I am personally looking forward to Esther's contributions to the Creative Commons board and the direction I see coming in relation to Copyright, Share-Alike and other types of creative licensing of original works and the role they play in the educational process.

Again, congratulations to Esther! We are all looking forward to great things!

Sunday, June 08, 2008

Guerrillas vs. Evangelists

I have been away from this spot for way too long. With the end of the school year and a myriad of other duties, I have been unable to get back here to get this out. I actually started this post several times and then hit 'delete' thinking that it was a little 'out there.' But as I kept thinking about it, it made more and more sense. So, what is it?

Over the past three years, when my EdTech epiphany occurred, I have gone back and forth looking for the right paradigm to explain my vigilance in the EdTech arena. I started with evangelism, thinking that I needed to convert the masses and bring Educational Technology to them and convert others. Did I need a list of theses, like Martin Luther had in 1515 in Wittenberg? I know that Wesley Fryer contemplated his own list of theses in one of his blog posts. I saw the need to bring the information and the skills to the teachers I worked with on a daily basis, but if I went over board I would run the risk of alienating some and end up with the opposite effect. I also looked into some of the strategies of Guy Kawasaki, one of the original 'Apple Evangelists' to gain some insight into non-religious evangelism. What it really came down to was the dedication to an ideal or set of ideas that any individual wanted to garner more attention for. I was much more comfortable with that definition in theory and practice.

I have also used the idea of being an EdTech Guerrilla. I even have registered the domain, Guerrilla Learning, which sits fallow right now and my current professional development wiki is titled, "Guerrilla Learning." I took the wikipedia definition of Guerrilla Warfare and broke it down to illustrate how students (the guerrillas) and the teachers (the established government) interact with educational technology. The students, being more willing to take chances with the technology and media they had access to would begin to create rich content and use it to demonstrate their mastery of educational objectives, whereas the school, not being able to control the information and media would attempt to lock it out. I have rattled around the ideas of guerrillas, but the ideals of Che Guevara didn't exactly get me where I wanted to be. When I first thought of Guerrilla Warfare, I had images of the Movie, "Red Dawn" from the mid 80's with Patrick Swayze and teenagers from Colorado taking on the Soviet backed, Cuban paratroopers. Although, I dislike the overtly military references, I did tend to identify with the definition on many different levels. First, those taking part did so of their own choice. Secondly, they used what every was available to them to advance their cause or ideals. Third, there was an emphasis on being mobile, and attacking from ambush or other advantageous positions, which is a definite trend in EdTech. (mobility and quickness)

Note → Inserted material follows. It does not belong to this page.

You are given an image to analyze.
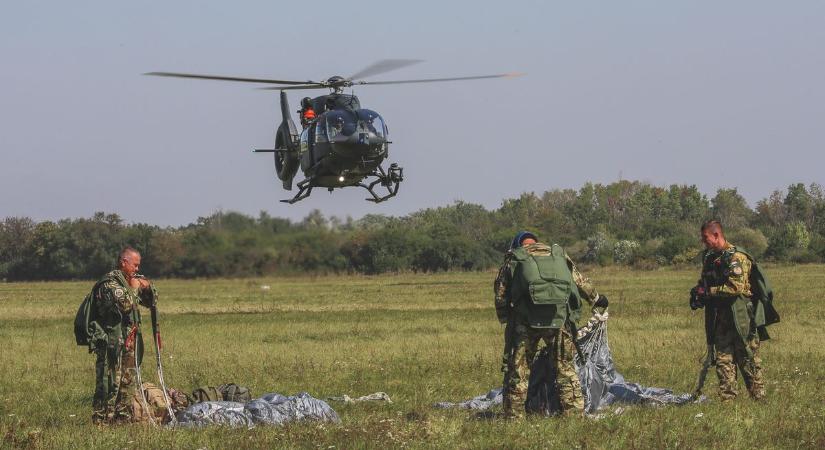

So, what is my goal? My goal is to equip teachers and students with the tools necessary to create rich media and use it to demonstrate their mastery of educational objectives. To teach teachers and students that they are the masters of their own knowledge and they do not need to rely on someone lecturing on it to obtain it, it is available on any Internet accessible computer. But to truly make teachers and students accountable for their own learning, we must teach them the skills to evaluate and make informed decisions about the content they are consuming.

The paradigm is important in the sense that it gives someone a point of reference or a way to scaffold the skills and information to make meaning of it for the teachers and students. What paradigms do you you use? How do you use paradigms personally? How do you teach students to use paradigms to take control of their own learning? Regardless of the specific paradigm that you or your students use, having a well thought out systematic process to teach one's self is well worth it and it is something that brings focus to the teaching and learning process.